Saturday, January 4, 2020

Did I invent this technique?

I'm making a pair of wool dress pants, and as usual I'm lining them. Or rather I'm half lining, half underlining them. I have invented an order of construction that lets me assemble the pants almost completely, including inserting the lining, but continue to check and refine the fit at critical seams without taking the lining out. (I'm not saying I'm the only person ever to have had this idea, but it's one I didn't acquire from anyone else, so I'm claiming it as my invention!)

I cobbled the pattern together from two different ones I've made before. The first is a Burdastyle pattern from 2005 that I made in 2012. I had adjusted this pattern for fit when I first made it and they still work for me. However I wanted a more standard fly front/pocket combination, and loving the comfort of my Style Arc Kew pants, I attempted to graft the waist/pocket/fly from it onto the Burdastyle legs.

So I did not make a muslin. I figured it was a risk worth taking because I'd made these pants before (sort of). However I don't fully trust my pattern-drafting skills so I wanted to be able to refine the fit as I went. The outer leg seam is for me the main and critical one, since it allows me to refine the hip curve and hip/waist circumferences. However the CB seam is also a good one to be able to adjust.

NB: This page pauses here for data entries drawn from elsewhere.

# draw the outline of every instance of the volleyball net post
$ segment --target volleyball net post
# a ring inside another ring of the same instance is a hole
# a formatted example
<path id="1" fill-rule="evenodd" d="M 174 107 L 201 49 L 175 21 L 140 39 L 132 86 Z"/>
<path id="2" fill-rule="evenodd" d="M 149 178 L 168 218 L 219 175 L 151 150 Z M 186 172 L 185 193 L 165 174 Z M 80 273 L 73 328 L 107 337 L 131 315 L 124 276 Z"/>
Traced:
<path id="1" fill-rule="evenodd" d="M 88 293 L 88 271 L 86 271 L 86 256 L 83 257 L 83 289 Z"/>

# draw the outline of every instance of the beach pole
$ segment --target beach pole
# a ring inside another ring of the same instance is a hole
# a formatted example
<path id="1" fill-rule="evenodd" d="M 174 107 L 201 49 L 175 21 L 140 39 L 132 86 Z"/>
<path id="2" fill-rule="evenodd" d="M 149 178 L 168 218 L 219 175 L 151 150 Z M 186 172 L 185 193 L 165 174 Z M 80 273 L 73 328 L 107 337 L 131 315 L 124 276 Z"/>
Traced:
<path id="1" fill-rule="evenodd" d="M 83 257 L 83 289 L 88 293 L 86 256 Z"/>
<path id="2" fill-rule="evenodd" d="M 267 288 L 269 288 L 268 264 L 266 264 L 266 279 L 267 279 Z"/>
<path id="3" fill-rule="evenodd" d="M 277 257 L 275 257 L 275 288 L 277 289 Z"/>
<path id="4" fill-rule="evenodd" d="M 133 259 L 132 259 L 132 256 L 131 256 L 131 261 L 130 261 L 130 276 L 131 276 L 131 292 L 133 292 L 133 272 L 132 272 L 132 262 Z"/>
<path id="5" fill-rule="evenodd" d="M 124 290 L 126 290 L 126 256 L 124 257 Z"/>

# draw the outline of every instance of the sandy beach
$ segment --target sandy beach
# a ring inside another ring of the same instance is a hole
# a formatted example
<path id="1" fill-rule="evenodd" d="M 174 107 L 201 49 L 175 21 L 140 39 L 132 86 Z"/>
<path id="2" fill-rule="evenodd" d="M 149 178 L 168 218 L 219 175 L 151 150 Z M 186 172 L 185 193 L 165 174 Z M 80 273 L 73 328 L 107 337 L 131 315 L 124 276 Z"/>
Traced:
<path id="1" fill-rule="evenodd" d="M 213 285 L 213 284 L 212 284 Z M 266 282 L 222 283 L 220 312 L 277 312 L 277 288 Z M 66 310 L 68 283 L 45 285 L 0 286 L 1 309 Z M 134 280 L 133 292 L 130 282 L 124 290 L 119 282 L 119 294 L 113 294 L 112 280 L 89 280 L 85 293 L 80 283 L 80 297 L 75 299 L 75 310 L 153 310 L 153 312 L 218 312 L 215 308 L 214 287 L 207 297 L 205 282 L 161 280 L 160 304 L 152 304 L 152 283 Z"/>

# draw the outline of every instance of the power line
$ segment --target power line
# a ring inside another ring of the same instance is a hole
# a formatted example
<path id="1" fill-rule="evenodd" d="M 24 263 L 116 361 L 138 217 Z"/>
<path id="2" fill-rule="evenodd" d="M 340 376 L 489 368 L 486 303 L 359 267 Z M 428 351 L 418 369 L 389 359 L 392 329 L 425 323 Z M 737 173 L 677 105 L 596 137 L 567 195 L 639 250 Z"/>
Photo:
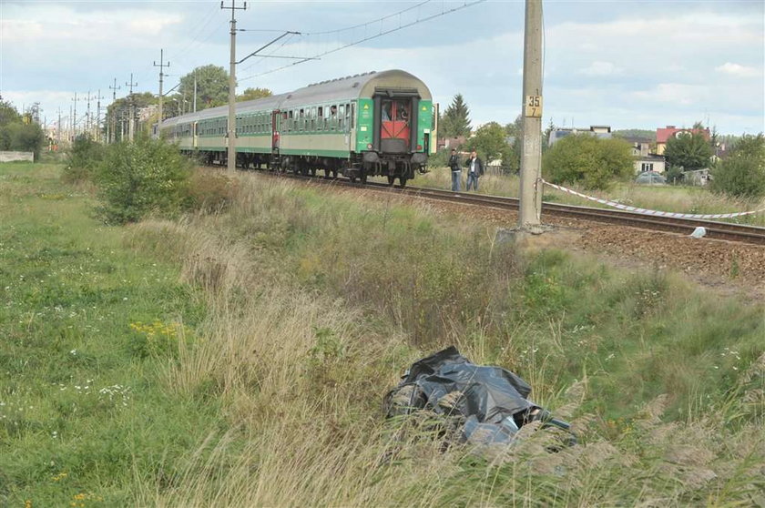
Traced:
<path id="1" fill-rule="evenodd" d="M 383 15 L 382 17 L 378 18 L 378 19 L 374 19 L 372 21 L 367 21 L 366 23 L 361 23 L 359 25 L 354 25 L 352 26 L 346 26 L 345 28 L 338 28 L 336 30 L 327 30 L 326 32 L 312 32 L 312 33 L 311 32 L 307 32 L 305 35 L 306 36 L 326 36 L 326 35 L 329 35 L 329 34 L 340 34 L 342 32 L 348 32 L 349 30 L 355 30 L 356 28 L 361 28 L 362 26 L 368 26 L 370 25 L 374 25 L 376 23 L 381 23 L 382 21 L 385 21 L 386 19 L 390 19 L 392 17 L 395 17 L 397 15 L 403 15 L 403 13 L 417 9 L 417 8 L 424 5 L 425 4 L 430 3 L 430 1 L 431 0 L 424 0 L 424 2 L 420 2 L 419 4 L 417 4 L 415 5 L 412 5 L 411 7 L 406 7 L 403 10 L 401 10 L 401 11 L 398 11 L 396 13 L 390 14 L 390 15 Z"/>
<path id="2" fill-rule="evenodd" d="M 387 36 L 388 34 L 393 34 L 393 32 L 398 32 L 399 30 L 403 30 L 403 29 L 404 29 L 404 28 L 408 28 L 408 27 L 410 27 L 410 26 L 413 26 L 414 25 L 418 25 L 418 24 L 420 24 L 420 23 L 424 23 L 425 21 L 430 21 L 430 20 L 432 20 L 432 19 L 435 19 L 435 18 L 437 18 L 437 17 L 441 17 L 441 16 L 443 16 L 443 15 L 448 15 L 448 14 L 452 14 L 452 13 L 456 12 L 456 11 L 460 11 L 460 10 L 462 10 L 462 9 L 465 9 L 465 8 L 467 8 L 467 7 L 472 7 L 473 5 L 477 5 L 477 4 L 482 4 L 482 3 L 485 2 L 485 1 L 486 1 L 486 0 L 474 0 L 474 2 L 465 2 L 464 5 L 459 5 L 459 6 L 457 6 L 457 7 L 453 7 L 453 8 L 451 8 L 451 9 L 449 9 L 449 10 L 444 10 L 444 11 L 442 11 L 442 12 L 440 12 L 440 13 L 436 13 L 436 14 L 434 14 L 434 15 L 431 15 L 426 16 L 426 17 L 423 17 L 423 18 L 422 18 L 422 19 L 416 19 L 416 20 L 412 21 L 412 22 L 410 22 L 410 23 L 407 23 L 407 24 L 405 24 L 405 25 L 400 25 L 399 26 L 397 26 L 397 27 L 395 27 L 395 28 L 391 28 L 391 29 L 389 29 L 389 30 L 385 30 L 384 32 L 381 31 L 380 33 L 375 34 L 375 35 L 373 35 L 373 36 L 366 36 L 366 37 L 362 37 L 362 38 L 361 38 L 361 39 L 359 39 L 359 40 L 356 40 L 356 41 L 353 41 L 353 42 L 352 42 L 352 43 L 348 43 L 348 44 L 346 44 L 346 45 L 341 46 L 340 47 L 336 47 L 336 48 L 334 48 L 334 49 L 331 49 L 331 50 L 329 50 L 329 51 L 325 51 L 325 52 L 323 52 L 323 53 L 319 53 L 319 54 L 317 54 L 317 55 L 313 55 L 312 56 L 306 57 L 306 58 L 304 58 L 304 59 L 302 59 L 302 60 L 299 60 L 299 61 L 297 61 L 297 62 L 293 62 L 293 63 L 291 63 L 291 64 L 287 64 L 286 66 L 281 66 L 280 67 L 276 67 L 275 69 L 271 69 L 271 70 L 270 70 L 270 71 L 265 71 L 265 72 L 261 72 L 261 73 L 258 73 L 258 74 L 253 74 L 253 75 L 248 76 L 246 76 L 246 77 L 241 77 L 241 78 L 240 78 L 240 81 L 244 81 L 244 80 L 246 80 L 246 79 L 251 79 L 251 78 L 253 78 L 253 77 L 259 77 L 259 76 L 266 76 L 266 75 L 272 74 L 272 73 L 274 73 L 274 72 L 277 72 L 277 71 L 280 71 L 280 70 L 282 70 L 282 69 L 286 69 L 286 68 L 288 68 L 288 67 L 291 67 L 291 66 L 297 66 L 297 65 L 300 65 L 300 64 L 303 64 L 303 63 L 308 62 L 308 61 L 310 61 L 310 60 L 313 60 L 313 59 L 321 58 L 321 56 L 327 56 L 327 55 L 331 55 L 331 54 L 332 54 L 332 53 L 336 53 L 336 52 L 338 52 L 338 51 L 340 51 L 340 50 L 342 50 L 342 49 L 345 49 L 346 47 L 351 47 L 352 46 L 356 46 L 356 45 L 359 45 L 359 44 L 362 44 L 362 43 L 364 43 L 364 42 L 367 42 L 367 41 L 371 41 L 371 40 L 372 40 L 372 39 L 376 39 L 376 38 L 378 38 L 378 37 L 382 37 L 382 36 Z M 420 5 L 422 5 L 425 4 L 425 3 L 426 3 L 426 2 L 423 2 L 423 3 L 421 3 L 421 4 L 418 4 L 418 5 L 415 5 L 414 7 L 418 7 L 418 6 L 420 6 Z M 407 11 L 407 10 L 412 10 L 412 9 L 413 9 L 413 8 L 414 8 L 414 7 L 409 7 L 408 9 L 404 9 L 404 11 L 401 11 L 401 12 L 405 12 L 405 11 Z M 396 15 L 398 15 L 398 14 L 401 14 L 401 13 L 396 13 Z M 382 20 L 382 19 L 385 19 L 385 18 L 388 18 L 388 17 L 392 17 L 392 16 L 396 15 L 390 15 L 385 16 L 384 18 L 381 18 L 380 20 Z M 365 26 L 365 25 L 368 25 L 372 24 L 372 23 L 377 23 L 377 22 L 378 22 L 378 21 L 380 21 L 380 20 L 372 21 L 372 22 L 370 22 L 370 23 L 365 23 L 365 24 L 362 24 L 362 25 L 356 25 L 355 27 L 359 27 L 359 26 Z M 348 29 L 350 29 L 350 28 L 348 28 Z M 347 30 L 347 29 L 343 28 L 343 29 L 341 29 L 341 30 L 339 30 L 339 31 L 344 31 L 344 30 Z M 317 35 L 317 34 L 320 34 L 320 32 L 315 32 L 313 35 Z M 306 35 L 309 35 L 309 34 L 306 34 Z"/>

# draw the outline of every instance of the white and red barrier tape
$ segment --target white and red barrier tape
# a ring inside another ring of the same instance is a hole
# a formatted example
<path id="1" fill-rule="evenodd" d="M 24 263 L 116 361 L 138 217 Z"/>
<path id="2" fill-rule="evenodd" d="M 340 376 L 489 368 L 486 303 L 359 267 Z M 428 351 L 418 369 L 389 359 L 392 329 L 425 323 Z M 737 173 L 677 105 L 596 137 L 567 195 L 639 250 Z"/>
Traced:
<path id="1" fill-rule="evenodd" d="M 608 201 L 607 199 L 601 199 L 600 198 L 594 198 L 592 196 L 587 196 L 586 194 L 582 194 L 581 192 L 576 192 L 574 189 L 568 188 L 566 187 L 552 184 L 547 180 L 542 179 L 542 182 L 545 185 L 548 185 L 553 188 L 556 188 L 558 190 L 562 190 L 563 192 L 567 192 L 568 194 L 573 194 L 574 196 L 578 196 L 579 198 L 584 198 L 585 199 L 589 199 L 590 201 L 595 201 L 596 203 L 600 203 L 601 205 L 607 205 L 608 207 L 613 207 L 615 208 L 618 208 L 620 210 L 631 211 L 635 213 L 642 213 L 645 215 L 654 215 L 657 217 L 675 217 L 678 218 L 730 218 L 732 217 L 740 217 L 742 215 L 754 215 L 756 213 L 760 213 L 765 211 L 765 208 L 760 208 L 759 210 L 748 211 L 748 212 L 736 212 L 736 213 L 715 213 L 715 214 L 695 214 L 695 213 L 675 213 L 675 212 L 665 212 L 659 210 L 649 210 L 647 208 L 638 208 L 636 207 L 630 207 L 627 205 L 622 205 L 621 203 L 617 203 L 616 201 Z"/>

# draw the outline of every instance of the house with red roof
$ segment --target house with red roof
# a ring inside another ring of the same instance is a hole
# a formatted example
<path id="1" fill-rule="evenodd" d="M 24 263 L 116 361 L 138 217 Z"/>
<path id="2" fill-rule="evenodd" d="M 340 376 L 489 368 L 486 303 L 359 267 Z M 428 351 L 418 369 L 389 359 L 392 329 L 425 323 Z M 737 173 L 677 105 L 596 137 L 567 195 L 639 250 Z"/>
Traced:
<path id="1" fill-rule="evenodd" d="M 664 155 L 664 150 L 667 148 L 667 140 L 670 137 L 677 137 L 681 134 L 702 134 L 704 139 L 709 140 L 709 128 L 678 128 L 675 126 L 667 126 L 664 128 L 656 129 L 656 153 L 657 155 Z"/>

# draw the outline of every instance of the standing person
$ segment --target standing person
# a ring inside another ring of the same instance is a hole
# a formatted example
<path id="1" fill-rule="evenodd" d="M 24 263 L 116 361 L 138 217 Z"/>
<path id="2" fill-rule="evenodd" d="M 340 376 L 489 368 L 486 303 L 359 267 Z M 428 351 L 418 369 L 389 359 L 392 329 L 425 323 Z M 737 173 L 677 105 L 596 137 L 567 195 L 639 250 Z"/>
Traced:
<path id="1" fill-rule="evenodd" d="M 478 178 L 484 174 L 484 163 L 478 158 L 475 150 L 470 152 L 470 158 L 465 162 L 467 166 L 467 190 L 470 190 L 470 184 L 473 183 L 474 190 L 478 190 Z"/>
<path id="2" fill-rule="evenodd" d="M 452 190 L 454 192 L 459 192 L 460 183 L 462 182 L 462 165 L 460 164 L 460 156 L 457 155 L 456 148 L 452 148 L 452 157 L 449 157 L 449 168 L 452 168 Z"/>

First, I made the pockets and fly front. To sew the fly I had to sew the front crotch seam but I did not sew it all the way to the inseam. I left it open a few centimetres so I could later attach each front leg to a back leg along the inseam. I like to sew the crotch seam in one pass from the bottom of the fly to the back waist. As Style Arc says, this improves the crotch shape. If you sew the front and back crotch seams before sewing the inseam, the result is to flatten the crotch curve seam allowances where the seams intersect. It's better to have that crotch curve seam allowance vertical - you can trim it for comfort and fit.

After sewing the back darts, I sewed the fronts to the backs at the inseam in each of my layers - the fashion fabric and the lining.

Then I basted the lining to the pants (one layer of lining, one layer of fashion fabric, wrong sides together) along the back crotch curve and all side seams I used a 2 thread serger stitch to neaten all the raw edges.

Next I sewed the crotch seam through all layers. At this point I'm treating the lining as underlining. The seam allowances will be accessible inside the pants rather than being sandwiched between two separate layers (fashion fabric and lining).

The fact that the front crotch was already partially sewn in the fashion fabric meant that I could stop sewing this seam a few centimetres away from the lower point of the front fly. I'll be attaching the lining to the inside of the fly later by hand.

After all that I was left with something that looked like this.

As you can see, this treatment is partially lining the pants (inseams, darts and all front details are sandwiched between the lining and fashion fabric) and partially underlining them (at CB and side seams).

Now to baste the side seams and check that pesky fit... I'll be back soon.